On 2015-02-16 22:48, Jonathan Schleifer wrote:
> Hi!
> 
> I hereby request that MacGPG gets removed from gnupg.org due to serious 
> security concerns. Basically, the first thing the Makefile in all their repos 
> / tarballs does is this:
> 
>         @bash -c "$$(curl -fsSL 
> https://raw.github.com/GPGTools/GPGTools_Core/master/newBuildSystem/prepare-core.sh)"
> 
> So you type make not expecting anything bad (you verified the checksum and 
> everything), but you just executed remote code. Great. And they even hide it 
> from you by prefixing it with @, which is downright evil. So you never notice 
> unless you look at the Makefile. Currently, that script clones another common 
> repo using the unverified git:// protocol (because, why use submodules if you 
> can do it in an insecure way?), but obviously, that can change any minute and 
> could change just for certain IPs etc.
> 
> The developer(s) don't allow any issues on GitHub, so I tried contacting them 
> by other means (e.g. Twitter), only to get ignored. They clearly don't care 
> about security.
> 
> In any case, somebody who does something like this clearly doesn't care about 
> security the least. The potential for backdoors is extremely high and I think 
> nobody should be using any software written by this developer / these 
> developer(s), as they clearly demonstrated that they couldn't care less about 
> your security.
> 
> I don't feel comfortable that the majority of Mac users are using this 
> software which doesn't care for security at all, but is used for extremely 
> security sensitive tasks. I guess this is because gnupg.org recommends it and 
> therefore people think it's safe. I think gnupg.org should do the contrary 
> instead and strongly discourage using it.
> 
> --
> Jonathan
> 

It is true that there's a pretty big security hole there with "git clone
git://github.com...", since any malicious attacker can intercept that
communication. There's no checksuming or anything to make this difficult *at
all*.

What *does* suprise me is that there's a commit to specifically remove git+ssh
in favour of insecure ssh.
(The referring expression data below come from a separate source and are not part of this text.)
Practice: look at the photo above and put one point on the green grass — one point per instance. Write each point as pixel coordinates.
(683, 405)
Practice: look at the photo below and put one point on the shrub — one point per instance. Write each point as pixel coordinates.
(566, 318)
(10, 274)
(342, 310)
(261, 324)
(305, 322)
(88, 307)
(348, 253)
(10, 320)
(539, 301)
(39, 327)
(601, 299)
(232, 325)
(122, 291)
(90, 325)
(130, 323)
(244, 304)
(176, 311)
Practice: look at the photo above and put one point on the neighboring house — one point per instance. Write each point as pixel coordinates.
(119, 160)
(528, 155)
There's no comment on why that was done either:

https://github.com/GPGTools/GPGTools_Core/commit/5186bade36acedfdc0b76f9f5ddfcfc004ec698b

However, I'd recomend that you go over the proper support channels first
(rather than merely twitter) before asking that references to the proyect are
deleted.

As stated on https://gpgtools.org/:

   Please report any issues you find on our support platform.

Which points to http://support.gpgtools.org/.

Cheers,

-- 
Hugo Osvaldo Barrera
A: Because we read from top to bottom, left to right.
Q: Why should I start my reply below the quoted text?